Research Metrics and What they mean and What they don’t Workshop

This past Wednesday I had the pleasure of attending a virtual zoom workshop centered around citation and source materials. The workshop was lead by Graduate center librarian Jill Cirasella and NYU guest speaker Margaret Smith. Although this workshop isn’t directly correlated with the subject material associated with Digital Humanities, I still felt it was an important one to attend due to the fact that article writing and review is a big component when it comes to graduate work and even though I am only about two months into my journey to the coveted masters degree, I figure it’s better to start learning early about how I can find the best sources to support my work and how I can make sure the said sources are legitimate and accurate.

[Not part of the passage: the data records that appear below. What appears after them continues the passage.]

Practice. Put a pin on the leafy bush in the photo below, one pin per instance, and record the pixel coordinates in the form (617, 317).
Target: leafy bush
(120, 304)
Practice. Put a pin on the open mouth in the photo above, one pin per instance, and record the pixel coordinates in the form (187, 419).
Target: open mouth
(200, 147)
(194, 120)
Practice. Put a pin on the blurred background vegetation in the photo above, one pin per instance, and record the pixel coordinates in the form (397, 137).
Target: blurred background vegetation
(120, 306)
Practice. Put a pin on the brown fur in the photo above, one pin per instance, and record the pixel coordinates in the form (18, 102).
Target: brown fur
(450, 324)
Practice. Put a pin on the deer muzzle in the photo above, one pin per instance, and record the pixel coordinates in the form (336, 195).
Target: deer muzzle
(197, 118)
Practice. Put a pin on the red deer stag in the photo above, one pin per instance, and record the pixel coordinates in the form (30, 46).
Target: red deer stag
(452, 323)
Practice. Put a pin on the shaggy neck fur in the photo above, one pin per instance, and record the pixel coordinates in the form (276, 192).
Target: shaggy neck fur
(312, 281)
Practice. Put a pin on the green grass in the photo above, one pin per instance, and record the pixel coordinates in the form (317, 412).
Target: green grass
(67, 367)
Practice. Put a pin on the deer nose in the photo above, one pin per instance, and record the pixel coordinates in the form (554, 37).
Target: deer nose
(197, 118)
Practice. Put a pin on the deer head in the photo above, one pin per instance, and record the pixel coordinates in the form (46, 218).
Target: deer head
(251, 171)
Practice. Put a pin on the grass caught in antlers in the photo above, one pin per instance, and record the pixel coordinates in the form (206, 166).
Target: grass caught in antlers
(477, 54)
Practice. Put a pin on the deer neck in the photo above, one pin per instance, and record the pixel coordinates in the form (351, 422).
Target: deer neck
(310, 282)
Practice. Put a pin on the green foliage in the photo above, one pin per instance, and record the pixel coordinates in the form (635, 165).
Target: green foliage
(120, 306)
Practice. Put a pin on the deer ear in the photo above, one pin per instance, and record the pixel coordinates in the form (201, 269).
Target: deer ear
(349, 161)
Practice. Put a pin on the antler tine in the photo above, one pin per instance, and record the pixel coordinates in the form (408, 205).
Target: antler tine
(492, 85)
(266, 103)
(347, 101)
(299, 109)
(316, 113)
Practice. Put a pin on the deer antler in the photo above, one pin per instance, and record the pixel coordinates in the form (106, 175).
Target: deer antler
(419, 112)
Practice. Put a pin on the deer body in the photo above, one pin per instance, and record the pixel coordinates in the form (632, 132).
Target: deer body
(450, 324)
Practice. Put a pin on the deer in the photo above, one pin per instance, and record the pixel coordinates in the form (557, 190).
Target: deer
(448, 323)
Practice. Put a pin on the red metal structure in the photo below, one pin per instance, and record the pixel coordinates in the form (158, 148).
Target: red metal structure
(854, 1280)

Cirasella started off the discussion by bringing up this idea of research impact. Qualitative questions like how important is an article? how prominent is a researcher? and how influential is their body of work? were thrown out. To my surprise the answer to these questions was a quantitative one-research metrics, the measure used to quantity the amount of influence a piece of scholarly work has. In other words how many times a publication has been cited in other respective work. Before I go any further I should preface this by saying that this isn’t the definite answer to those questions, just the most convenient one for those who are evaluating the work. Cirasella made it a point to tell us that this isn’t an indicator to show how important or qualified the article is but it is a form of measure that is definitely looked into when concerning a published piece. The first form of research metric that was really keyed in on in the discussion was h-index. H-index is the largest number h for which the author has published h articles that would of been cited h or more times. I know that sounds confusing so here goes my attempt in explaining it- say an author has an h-index of 5, that means the author has 5 articles that have been cited 5 or more times. That doesn’t mean the author has only 5 published articles but it does mean that 5 of their articles have each been included in 5 or more citations. If that still sounds ridiculous to you, trust me you’re not alone. H-index has had it’s fair share of criticism and has a reputation for not taking into consideration certain variables when calculating the number for the index. Variables such as not counting in co-authorship and the fact that it could be easily manipulated by the author (i.e author citing their own work in their other work, getting their author friends to cite their work- very shady).

Another form of metric that was brought up was Impact Factor. As opposed to h-index, impact factor is used to measure how good a journal is. By definition impact factor is the number of citations in a given year to a specific journal’s articles for the two years prior, divided by the number of articles from those two prior years. (See image below to get a better understanding)

Impact factor is used when comparing journals in the same discipline and does get tied to a journal’s reputation and researcher’s career. Although much like h-index this metric can be manipulated and also is not an accurate way to discern the quality of an article. An alternative that was provided to me that you guys can also check is SCImago Journal Rank– calculated based on citation data from Scopus with Citations weighted according to “importance” of the citing journal (where “importance” is determined recursively, based on the journals that cite it). On the topic of alternatives I also wanted to mention the last form of metric we looked into- Almetrics. This is another way of judging impact as it goes beyond scholarly citations and looks into links from blogs, social media, news articles, Wikipedia etc. However the downside to this is the obvious favoritism that is given towards the written pieces that involve more buzzworthy popular topics that people are more inclined to read about.

At this point it is clear to see that each of these research metrics has it’s drawbacks which can be a bit annoying. Nevertheless the most infuriating thing that was brought up during the workshop was not the metrics themselves but the fact that all of them are influenced by the gender gap that is abundantly present in the world of citation. Margaret Smith ended the workshop by bringing this matter to the forefront. During her discussion she explained how men are more likely to cite other men in their work even in fields that have majority women authors. Co -authored papers that are mixed gender also have the male author cited more than the female and those with traditionally feminized names are less likely to get their work cited. This implicit bias has been long studied and recognized, below I will provide visual evidence that was provided to us during the presentation.

If you are a fellow female writer here are some tips provided by Smith to help with this issue

  • Be consistent in personal/institutional names
  • Retain as many rights as possible (librarians can help!)
  • Submit work to a repository (CUNY Academic Works).
  • Ensure your non-article research products are citable (e.g., put research data into a repository that assigns a DOI).
  • Go beyond numbers.

In all I felt this workshop was super insightful and definitely has given me more of a clear perspective into journal and article citing. I’ll be more mindful into looking into the quality of the work rather than the “popularity” it has garnered through use of multiple citations. At the end of the day number’s don’t mean anything if the work isn’t even a accurate projection of it. I will also take it upon myself to try to cite more women in my work to help do my part in bridging the gender gap and I hope you guys will do the same.